Active Preference Elicitation: A Breakthrough in Online Alignment of Large Language Models
Large Language Models (LLMs) have made tremendous progress in recent times, primarily due to their increased capacity to follow human commands efficiently. Reinforcement Learning from Human Feedback (RLHF) is the main technique for matching LLMs to human intent. This method operates by optimizing a reward function, which can be reparameterized within the LLM’s policy or be an independent model.
Illustration of RLHF
Data regarding human preferences for prompt-response pairs are used to derive this reward function. The variety of answers found in the preference data is a critical component of this alignment’s effectiveness. This diversity facilitates the development of more adaptable and powerful language models by preventing reward models from becoming trapped in local optima.
Alignment can be done primarily online or offline. Offline alignment makes an effort to manually generate a variety of responses for predetermined prompts. However, this approach is not very successful in covering the wide range of natural language possibilities. In contrast, online alignment employs an iterative procedure in which new preference data for training the reward model is generated through feedback following the sampling of answers from the LLM.
“Sampling is random in this approach, so out-of-distribution (OOD) regions can be explored.”
On the other hand, the LLM’s only goal in most online RLHF setups is to maximize the expected reward from the data that is gathered. Because of passive exploration, this frequently results in responses that cluster around local optima, which may cause overfitting and premature convergence, leaving high-reward regions unexplored.
Preference optimization has shown great effectiveness in bringing Large Language Models (LLMs) into alignment with human goals, especially when applied with Reinforcement Learning from Human Feedback. Online feedback collection, from humans or AI, on model outputs typically leads to more capable reward models and better-aligned LLMs through an iterative process.
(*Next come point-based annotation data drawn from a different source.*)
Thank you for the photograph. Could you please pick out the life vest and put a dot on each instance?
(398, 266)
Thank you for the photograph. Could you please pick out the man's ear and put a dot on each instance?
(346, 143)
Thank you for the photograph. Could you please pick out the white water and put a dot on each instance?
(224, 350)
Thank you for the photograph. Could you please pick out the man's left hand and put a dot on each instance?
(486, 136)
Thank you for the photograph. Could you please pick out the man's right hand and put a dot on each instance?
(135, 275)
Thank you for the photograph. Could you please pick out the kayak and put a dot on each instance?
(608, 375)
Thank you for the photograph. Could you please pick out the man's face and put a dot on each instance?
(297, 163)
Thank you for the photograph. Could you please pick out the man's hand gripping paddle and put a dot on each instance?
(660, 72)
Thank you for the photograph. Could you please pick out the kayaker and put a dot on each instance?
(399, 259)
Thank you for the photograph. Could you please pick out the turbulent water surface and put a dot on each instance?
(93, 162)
This is in contrast to offline alignment, which depends on a fixed dataset.
Illustration of online alignment
However, developing a globally accurate reward model necessitates methodical study to produce a range of responses across the vast field of natural language. This condition cannot be met by just utilizing random sampling from ordinary reward-maximizing LLMs.
To address this issue, a bilevel objective that is optimistically biased towards potentially high-reward responses has been proposed. This method actively investigates regions that are outside of distribution (OOD). The resulting approach, called Self-Exploring Language Models (SELM), solves the inner-level problem with a reparameterized reward function, doing away with the requirement for a separate reward model and updating the LLM repeatedly with a simple objective.
Illustration of SELM
The SELM aims to improve exploration efficiency and lessen the indiscriminate favoring of unseen extrapolations when compared to Direct Preference Optimisation (DPO). Based on experimental findings, SELM can greatly enhance performance on instruction-following benchmarks like MT-Bench and AlpacaEval 2.0 when modified on the Zephyr-7B-SFT and Llama-3-8B-Instruct models. SELM also performs well on a range of common academic standards in diverse contexts.
In conclusion, by guaranteeing that LLMs not only precisely obey instructions but also consider a broad range of possible replies, this approach marks a substantial advancement in matching LLMs with human intent and will eventually result in more capable and reliable language models.